Built To Scale...Easier Said Than Done
Monday, May 21, 2012 posted by Dave Wright
Scalability is often marketed as a feature of a storage system.
But scale is not a checkbox feature, nor is it a single number like
capacity. Scale is a set of constraints that operate across every
metric and feature of a system. Within large cloud environments all
parts of the infrastructure are expected to operate against this
backdrop of scale. In two recent posts we touched briefly on the magnitude of the
challenges presented by scale and why EMC spent
$430 million to acquire scale. However, as a critical
consideration in any cloud infrastructure build-out, we wanted to
discuss more deeply how we solve the challenges of
scale.
As it relates to storage, two of the most critical dimensions of
scale in a cloud environment are performance and capacity. Using
traditional storage systems, optimizing for either one of these
resources almost always comes at the expense of the other. The best
visual depiction of this dilemma can be seen in this graphic.
Flash-based designs today are
IOPS rich but lack the capacity, high-availability and/or shared
characteristics required to scale to the broader demands of a large
scale cloud environment. Meanwhile, hard disk-based systems have
plenty of capacity scale but lack the IOPS needed to service the
full capacity footprint adequately. Unfortunately a storage
infrastructure containing lots of underutilized disk is
unsustainable from both a cost and management perspective.
Properly architecting for scale in a multi-tenant cloud
environment requires a system design that is able to manage the
mixed workload profile inherent to this environment. Unlike an
on-premise architecture that has a more controlled binding between
application and storage, the economics of cloud are predicated on a
shared infrastructure across many applications. Rather than
optimizing the underlying storage for a single application, a cloud
infrastructure must be able to accommodate for the unique
performance and capacity requirements of 1000's of applications.
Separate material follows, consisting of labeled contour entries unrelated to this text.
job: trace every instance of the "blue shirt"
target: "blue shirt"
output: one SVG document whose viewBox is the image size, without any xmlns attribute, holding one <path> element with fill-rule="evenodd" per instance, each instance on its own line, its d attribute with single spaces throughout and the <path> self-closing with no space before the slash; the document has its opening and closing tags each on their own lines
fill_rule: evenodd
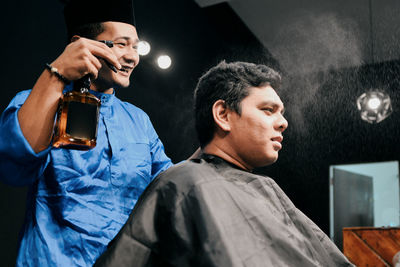
<svg viewBox="0 0 400 267">
<path fill-rule="evenodd" d="M 17 266 L 92 266 L 171 160 L 146 113 L 93 91 L 101 99 L 96 147 L 35 153 L 17 118 L 29 93 L 0 118 L 0 180 L 29 186 Z"/>
</svg>

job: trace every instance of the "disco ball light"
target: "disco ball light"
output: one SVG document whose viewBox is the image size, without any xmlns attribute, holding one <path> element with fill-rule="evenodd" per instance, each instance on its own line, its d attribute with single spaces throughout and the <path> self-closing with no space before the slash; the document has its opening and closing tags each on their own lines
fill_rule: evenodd
<svg viewBox="0 0 400 267">
<path fill-rule="evenodd" d="M 361 119 L 369 123 L 379 123 L 392 113 L 390 97 L 383 91 L 371 90 L 357 99 L 357 109 Z"/>
</svg>

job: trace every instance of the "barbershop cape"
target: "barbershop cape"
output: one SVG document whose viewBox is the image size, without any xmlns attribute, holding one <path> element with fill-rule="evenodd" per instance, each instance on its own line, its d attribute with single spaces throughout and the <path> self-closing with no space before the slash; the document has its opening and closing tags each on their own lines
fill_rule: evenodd
<svg viewBox="0 0 400 267">
<path fill-rule="evenodd" d="M 353 266 L 265 176 L 203 155 L 159 175 L 95 266 Z"/>
</svg>

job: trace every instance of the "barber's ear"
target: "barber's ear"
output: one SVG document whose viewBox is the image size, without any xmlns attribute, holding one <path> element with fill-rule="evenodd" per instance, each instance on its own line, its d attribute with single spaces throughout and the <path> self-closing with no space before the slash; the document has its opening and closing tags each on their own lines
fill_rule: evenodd
<svg viewBox="0 0 400 267">
<path fill-rule="evenodd" d="M 219 126 L 219 128 L 227 132 L 231 130 L 228 116 L 229 112 L 230 109 L 226 106 L 225 101 L 221 99 L 217 100 L 212 107 L 214 122 Z"/>
</svg>

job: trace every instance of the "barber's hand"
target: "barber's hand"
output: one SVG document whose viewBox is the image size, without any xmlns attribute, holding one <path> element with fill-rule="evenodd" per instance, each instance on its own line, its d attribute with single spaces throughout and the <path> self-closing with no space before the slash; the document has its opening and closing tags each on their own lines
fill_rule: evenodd
<svg viewBox="0 0 400 267">
<path fill-rule="evenodd" d="M 75 81 L 86 74 L 96 79 L 102 66 L 98 58 L 107 60 L 117 69 L 121 68 L 117 57 L 106 44 L 78 36 L 74 36 L 74 39 L 51 64 L 68 80 Z"/>
</svg>

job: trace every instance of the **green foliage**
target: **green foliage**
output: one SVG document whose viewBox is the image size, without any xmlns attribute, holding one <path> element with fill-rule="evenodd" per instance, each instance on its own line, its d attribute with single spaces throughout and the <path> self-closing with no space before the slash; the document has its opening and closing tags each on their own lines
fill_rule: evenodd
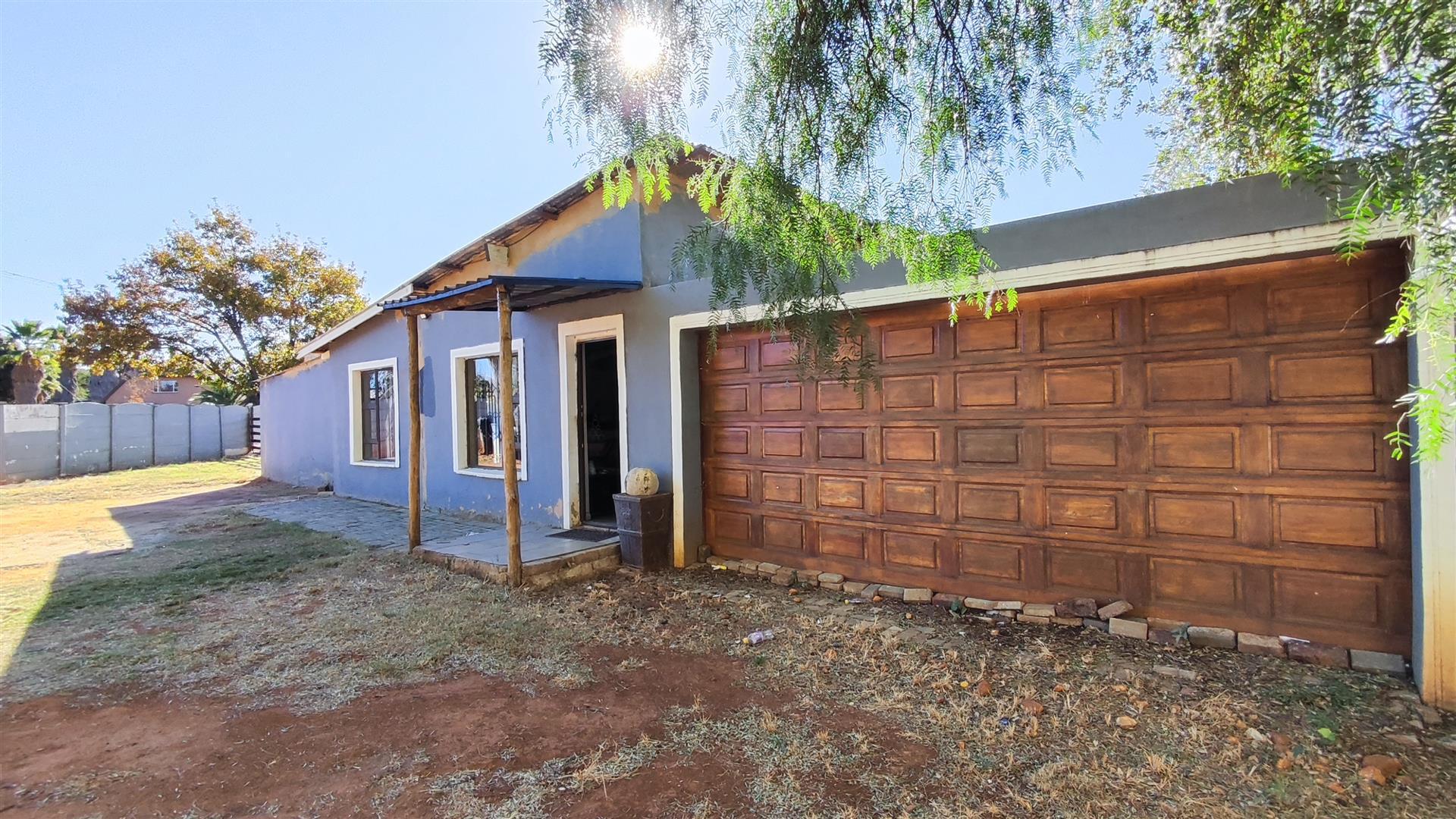
<svg viewBox="0 0 1456 819">
<path fill-rule="evenodd" d="M 248 398 L 297 363 L 298 344 L 364 307 L 360 277 L 294 236 L 262 238 L 213 207 L 175 227 L 111 284 L 66 296 L 84 361 L 150 376 L 195 375 Z"/>
<path fill-rule="evenodd" d="M 712 277 L 709 307 L 724 322 L 764 303 L 761 325 L 798 341 L 805 369 L 863 380 L 872 351 L 842 294 L 868 267 L 903 267 L 946 297 L 951 319 L 962 302 L 987 315 L 1015 306 L 976 232 L 1006 172 L 1067 166 L 1077 136 L 1124 102 L 1079 85 L 1140 67 L 1136 48 L 1121 61 L 1089 48 L 1088 32 L 1111 31 L 1118 12 L 558 0 L 540 55 L 561 86 L 553 131 L 591 146 L 603 204 L 667 198 L 671 175 L 687 176 L 708 219 L 676 249 L 678 275 Z M 652 71 L 622 67 L 616 45 L 632 25 L 667 44 Z M 715 50 L 735 86 L 716 111 L 727 152 L 703 156 L 670 134 L 706 99 Z"/>
<path fill-rule="evenodd" d="M 239 391 L 236 386 L 211 380 L 202 383 L 202 391 L 192 396 L 192 404 L 215 404 L 218 407 L 233 407 L 237 404 L 248 404 L 250 396 L 246 392 Z"/>
<path fill-rule="evenodd" d="M 667 44 L 628 70 L 622 34 Z M 684 171 L 686 111 L 715 54 L 725 156 Z M 1449 0 L 553 0 L 542 66 L 552 127 L 590 146 L 603 204 L 686 181 L 708 219 L 677 248 L 724 321 L 804 344 L 814 370 L 863 376 L 844 284 L 869 265 L 958 305 L 1015 309 L 976 240 L 1008 171 L 1072 165 L 1082 134 L 1140 89 L 1160 153 L 1152 189 L 1258 172 L 1321 187 L 1360 252 L 1382 220 L 1415 238 L 1389 335 L 1427 341 L 1428 386 L 1402 399 L 1417 458 L 1452 437 L 1456 370 L 1456 4 Z M 852 358 L 846 363 L 846 357 Z M 1412 440 L 1414 437 L 1414 440 Z"/>
<path fill-rule="evenodd" d="M 1456 4 L 1449 0 L 1155 0 L 1168 39 L 1163 146 L 1150 182 L 1176 187 L 1277 171 L 1338 203 L 1356 254 L 1376 220 L 1415 238 L 1389 337 L 1418 335 L 1431 383 L 1402 398 L 1437 455 L 1456 395 Z"/>
<path fill-rule="evenodd" d="M 12 321 L 0 329 L 0 367 L 19 364 L 22 356 L 33 354 L 45 373 L 41 379 L 44 401 L 44 396 L 61 389 L 64 344 L 66 331 L 58 326 L 45 326 L 38 321 Z"/>
</svg>

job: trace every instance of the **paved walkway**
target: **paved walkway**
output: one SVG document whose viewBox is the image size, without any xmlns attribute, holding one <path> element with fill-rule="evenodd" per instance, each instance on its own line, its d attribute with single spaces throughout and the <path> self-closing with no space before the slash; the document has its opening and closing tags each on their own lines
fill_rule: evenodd
<svg viewBox="0 0 1456 819">
<path fill-rule="evenodd" d="M 397 506 L 336 495 L 300 497 L 262 503 L 249 514 L 297 523 L 316 532 L 331 532 L 374 548 L 405 551 L 409 516 Z M 561 529 L 521 523 L 521 561 L 550 560 L 612 544 L 616 533 L 596 541 L 553 538 Z M 505 526 L 464 516 L 425 512 L 419 526 L 421 546 L 432 552 L 505 565 Z"/>
</svg>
Modern hypervisors provide this level of flexibility for compute
resources today. It is about time storage caught up.
So what are the defining characteristics of a storage system
designed to operate under the constraints of scale? Here are some
of the design objectives we have based our system around:
- Performance and capacity balance- Rather than force an sub-optimal tradeoff at the system level (i.e. performance or capacity) we instead designed an architecture with a more balanced blend of performance and capacity. Armed with our performance virtualization technology, service providers can now carve up this system to serve the unique needs of many different applications across a wide mix of performance and capacity requirements. This more granular level of provisioning is a far more efficient method for allocating storage resources relative to more traditional system-centric alternatives that force a capacity or performance decision upfront on every application.
- Incremental growth- The recurring nature of the service provider business model necessitated an incremental approach to scale. Each node added to the SolidFire cluster adds equal parts performance and capacity to the global pool. With a more balanced, and linearly scalable resource pool at its disposal, a cluster can more easily span environments both small and large. Traditional controller based architectures require a large investment up-front for redundant controllers, and while adding more disk shelves can increase capacity, in many architectures the performance benefit is limited, or a complex reconfiguration is required.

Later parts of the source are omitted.